Seventeen Schools Advance to Southern California Science Olympiad
Seventeen schools that competed in the Los Angeles Regional Science Olympiad at Occidental College - including Rosemead's Muscatel Middle School, coached by teacher Jun Lugue '98 - have advanced to match knowledge and skills at the 26th annual Southern California Science Olympiad on April 9.
About 2,000 students in 117 teams from 112 private and public elementary, middle, and high schools competed in the Los Angeles Regional Science Olympiad on the Occidental campus February 26. Eight high schools and nine middle schools with the top scores made the cut for the Southern California Science Olympiad at Anaheim's Canyon High School next month.
The schools are:
Arcadia High School, Arcadia
Diamond Bar High School, Diamond Bar
Los Altos High School, Hacienda Heights
Mark Keppel High School, Alhambra
North Hollywood High School, North Hollywood
Palos Verdes Peninsula High School, Rolling Hills Estates
Rosemead High School, Rosemead
San Marino High School, San Marino
Carmenita Middle School, Cerritos
Dana Middle School, Arcadia
Gidley School, El Monte
Hawthorne Middle School, Hawthorne
Hermosa Valley School, Hermosa Beach
Muscatel Middle School, Rosemead
Rancho Pico Junior High School, Stevenson Ranch
South Pointe Middle School, El Monte
Suzanne Middle School, Walnut
The Los Angeles-area teams will go head to head against teams from Orange County and San Diego at the all-day Southern California Science Olympiad. The tournament consists of 60 rigorous challenges that span astronomy, chemistry, and experimental design, among other subjects. The events included designing a musical instrument, catapult or protein-cell model; solving a crime using forensic tools; and analyzing satellite images created by remote-sensing instruments. Some challenges also entailed a written test.
Winners of the Southern California competition then battle other top teams at the 27th annual national Science Olympiad at the University of Wisconsin, Madison, from May 18 to 21. Nearly 6,000 teams from 49 states compete annually in hopes of reaching the national level. Besides a trophy and bragging rights, winners also receive grants up to $2,000 for their school.
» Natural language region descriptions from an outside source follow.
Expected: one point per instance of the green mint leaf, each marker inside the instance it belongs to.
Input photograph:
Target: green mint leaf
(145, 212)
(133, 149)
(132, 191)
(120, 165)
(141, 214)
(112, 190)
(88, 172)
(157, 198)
Muscatel Middle School will be a strong contender, having placed first in the Los Angeles regional competition since 2005. The team was the state Science Olympiad middle school champion in 2006, 2009 and 2010, and placed 6th in the national competition in 2009. Muscatel Middle was also the state runner-up in 2008.
"I'm truly proud as a coach, and Oxy prepared me well for a teaching career," said Lugue, who has coached Muscatel's team since 2002.
Phoebe Dea, Occidental's Fletcher Jones Professor of Chemistry and one of the Los Angeles tournament organizers, agreed.
"The College is a great place to learn science," she said. "Oxy students are highly successful in integrating research and education, as reflected in the number of student researchers, degrees awarded, and graduates moving on to advanced studies in the science disciplines."